Supervised learning¶
Introduction¶
“Supervised learning” refers to building a model with a data set that includes records that have values for a response variable of interest (for example, crop yield), and for predictor variables (for example, rainfall and fertilizer application rates).
In matrix notation these models have the form \(\hat{Y} = \hat{f}(X) + \epsilon\), where \(\hat{Y}\) (Y-hat) is a vector of model predictions for the variable of interest; \(X\) is the matrix with predictor variables; and \(\epsilon\) (epsilon) is the unexplained variation. The art is to find the most appropriate function \(\hat{f}\) (f-hat) — that is the one that most closely resembles the true function \(f\). In the next paragraph, we illustrate that the best model is not necessarily the model that minimizes the unexplained variation (\(\epsilon\)).

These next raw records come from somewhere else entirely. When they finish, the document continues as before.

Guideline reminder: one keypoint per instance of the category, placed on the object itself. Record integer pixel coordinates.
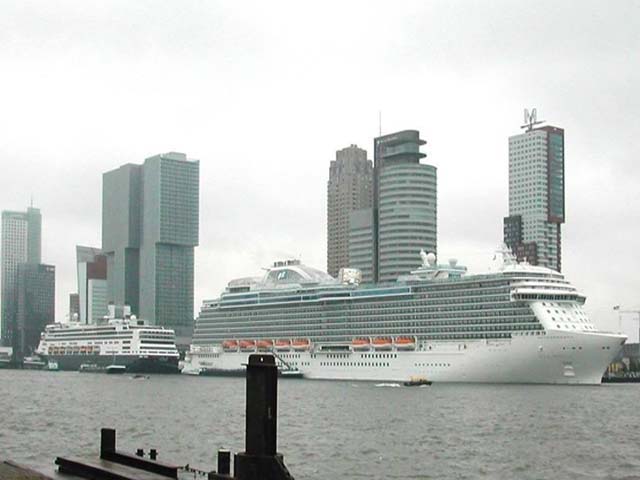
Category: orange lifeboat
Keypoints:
(264, 345)
(405, 343)
(230, 345)
(361, 343)
(247, 345)
(283, 345)
(382, 343)
(301, 344)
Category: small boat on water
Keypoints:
(33, 363)
(416, 382)
(116, 369)
(91, 368)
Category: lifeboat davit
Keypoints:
(405, 343)
(361, 343)
(230, 345)
(264, 345)
(382, 343)
(247, 345)
(301, 344)
(283, 345)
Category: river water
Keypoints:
(347, 430)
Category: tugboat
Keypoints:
(417, 382)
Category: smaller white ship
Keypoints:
(127, 343)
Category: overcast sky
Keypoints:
(264, 93)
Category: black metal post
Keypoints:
(107, 441)
(262, 405)
(224, 462)
(260, 460)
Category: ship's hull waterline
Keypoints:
(133, 363)
(562, 358)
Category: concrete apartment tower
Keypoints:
(35, 305)
(536, 194)
(350, 188)
(405, 205)
(21, 243)
(92, 284)
(150, 218)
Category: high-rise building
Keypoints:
(92, 284)
(536, 194)
(362, 242)
(74, 307)
(150, 218)
(350, 188)
(21, 243)
(405, 204)
(35, 306)
(121, 231)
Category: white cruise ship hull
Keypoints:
(554, 358)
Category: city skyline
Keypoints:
(150, 215)
(464, 96)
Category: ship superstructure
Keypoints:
(127, 342)
(518, 323)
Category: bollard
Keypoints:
(224, 461)
(262, 405)
(260, 461)
(107, 441)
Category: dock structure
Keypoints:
(259, 461)
(15, 471)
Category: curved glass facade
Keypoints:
(407, 212)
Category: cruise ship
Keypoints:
(518, 323)
(125, 342)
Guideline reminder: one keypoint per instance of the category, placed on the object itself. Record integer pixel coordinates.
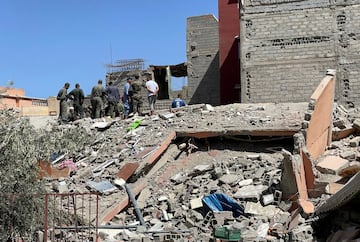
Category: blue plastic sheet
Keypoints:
(220, 202)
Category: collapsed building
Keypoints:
(250, 172)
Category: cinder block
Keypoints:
(332, 165)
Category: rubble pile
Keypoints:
(245, 173)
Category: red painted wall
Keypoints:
(229, 28)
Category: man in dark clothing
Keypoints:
(113, 94)
(178, 102)
(77, 95)
(62, 97)
(96, 98)
(136, 95)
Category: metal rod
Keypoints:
(133, 200)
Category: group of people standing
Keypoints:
(130, 103)
(77, 96)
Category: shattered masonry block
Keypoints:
(196, 203)
(354, 142)
(167, 116)
(258, 209)
(307, 116)
(277, 196)
(253, 156)
(332, 165)
(245, 182)
(267, 199)
(340, 123)
(267, 179)
(312, 104)
(348, 155)
(305, 125)
(356, 124)
(229, 178)
(250, 192)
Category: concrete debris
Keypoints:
(243, 151)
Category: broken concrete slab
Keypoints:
(332, 164)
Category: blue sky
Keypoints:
(45, 43)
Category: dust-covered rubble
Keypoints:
(247, 171)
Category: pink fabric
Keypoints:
(68, 163)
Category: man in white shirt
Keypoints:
(153, 89)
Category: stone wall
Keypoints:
(287, 46)
(202, 41)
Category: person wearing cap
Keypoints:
(137, 99)
(113, 94)
(153, 88)
(178, 102)
(96, 98)
(62, 97)
(77, 96)
(127, 97)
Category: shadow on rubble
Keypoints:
(241, 143)
(340, 224)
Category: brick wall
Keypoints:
(287, 46)
(202, 59)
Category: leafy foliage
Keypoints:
(22, 193)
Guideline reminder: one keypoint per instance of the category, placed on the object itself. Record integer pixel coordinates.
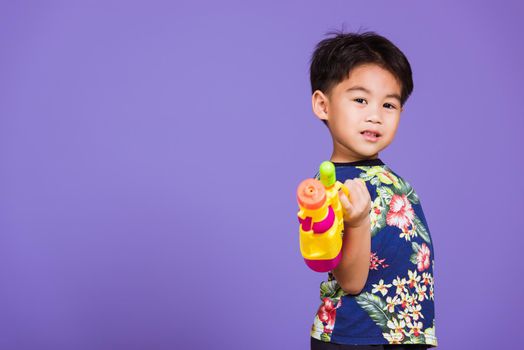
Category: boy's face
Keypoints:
(369, 99)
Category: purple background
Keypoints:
(150, 154)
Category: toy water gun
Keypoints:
(321, 219)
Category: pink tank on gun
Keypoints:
(321, 219)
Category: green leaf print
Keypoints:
(416, 340)
(330, 289)
(421, 229)
(375, 307)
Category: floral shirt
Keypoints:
(396, 305)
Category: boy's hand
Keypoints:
(357, 208)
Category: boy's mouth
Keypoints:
(370, 135)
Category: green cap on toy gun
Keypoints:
(328, 176)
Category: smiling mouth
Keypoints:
(370, 136)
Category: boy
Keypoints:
(381, 293)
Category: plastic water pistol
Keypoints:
(321, 219)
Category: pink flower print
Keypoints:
(327, 314)
(400, 213)
(423, 258)
(375, 262)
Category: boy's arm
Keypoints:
(352, 271)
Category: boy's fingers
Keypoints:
(345, 202)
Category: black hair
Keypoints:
(335, 57)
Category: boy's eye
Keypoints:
(389, 104)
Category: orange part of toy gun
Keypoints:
(321, 219)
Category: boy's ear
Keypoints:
(320, 104)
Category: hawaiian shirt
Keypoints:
(396, 305)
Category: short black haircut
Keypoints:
(336, 56)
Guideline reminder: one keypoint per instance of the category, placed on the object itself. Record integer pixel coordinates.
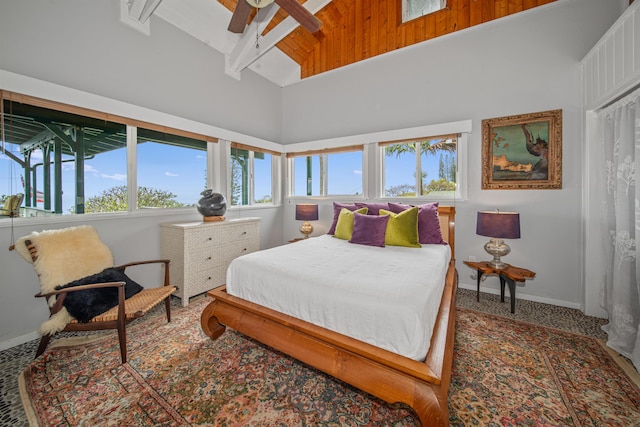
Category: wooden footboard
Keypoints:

Over-fitting versus under-fitting¶
linear regression model¶
Over-fitting a model means that the model fits the data that was used to
build the model very well — in fact too good. Let’s look at that with a
simple data set where we have a response variable y
and a single
predictor variable x
.
x <- c(35, 47.2, 20.7, 27.1, 42.5, 40.1, 28.2, 35.8, 47.4,
21.3, 39, 30.6, 18.7, 8.4, 45.8, 14, 47.3, 31.5, 38, 32)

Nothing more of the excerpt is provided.